Experts in the sector had in January projected that the country’s manufacturing will maintain weak growth in the first quarter owing to the worsening challenges that have continued to impact growth negatively.
“The Nigerian economy has encountered significant challenges in recent years, including foreign exchange volatility, escalating energy costs, and food insecurity,” Francis Meshioye, president of the Manufacturers Association of Nigeria said in a May 23 note.
“These challenges have intensified inflationary pressures, adversely impacting consumers’ purchasing power and impeding the growth of the manufacturing sector,” Meshioye said.

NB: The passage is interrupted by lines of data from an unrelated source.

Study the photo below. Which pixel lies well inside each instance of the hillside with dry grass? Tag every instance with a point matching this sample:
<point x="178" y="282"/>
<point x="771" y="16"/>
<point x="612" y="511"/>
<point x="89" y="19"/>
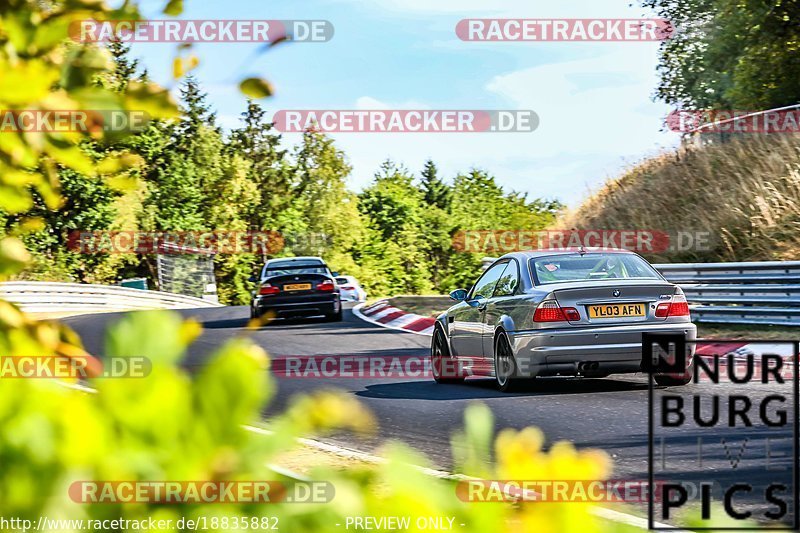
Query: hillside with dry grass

“Consequently, production levels have declined, leading to reduced competitiveness within the industry,” he added.
Nigerian manufacturers need regular electricity, accessible roads, functional railways, new technology and incentives, all are crucial in driving growth and competitiveness in the sector.
However, Nigeria does not have adequate infrastructure to grow businesses, especially developed transport systems such as roads and railways connected to the nation’s seaports.
It is impossible to talk about infrastructure without discussing power. Energy is a key element of the production process. Nigeria’s inability to supply and distribute sufficient electricity has left businesses at the mercy of generators powered by diesel and petrol, whose prices have surged in recent months.
This raises the production costs for manufacturers significantly and forecloses their chances of competing with international peers.
According to the Manufacturers Association of Nigeria (MAN), manufacturers spend 40 percent of their total production cost on generating energy for their businesses.
In a June 2023 statement, the association put the annual economic loss caused by the inadequate power supply at N10 trillion, accounting for almost two percent of the country’s Gross Domestic Product.
Capacity utilisation in the manufacturing sector is 56.5 percent, as against 57.9 percent in 2022.
The naira has lost 69 percent of its value against the dollar since the country’s FX reforms at the Nigeria Autonomous Foreign Exchange Market (NAFEM), data compiled by BusinessDay from the FMDQ indicated.
The worsening FX volatility is inflicting more pain on businesses as the cost of production doubled amid low demand from cash-strapped consumers dealing with inflationary pressures.
Also, the sector contribution to gross domestic products (GDP) in the first quarter of 2024 slowed to 9.98 percent, lower than the 10.13 percent recorded in the same period of 2023 and higher than the 8. 23 percent in the fourth quarter of 2023.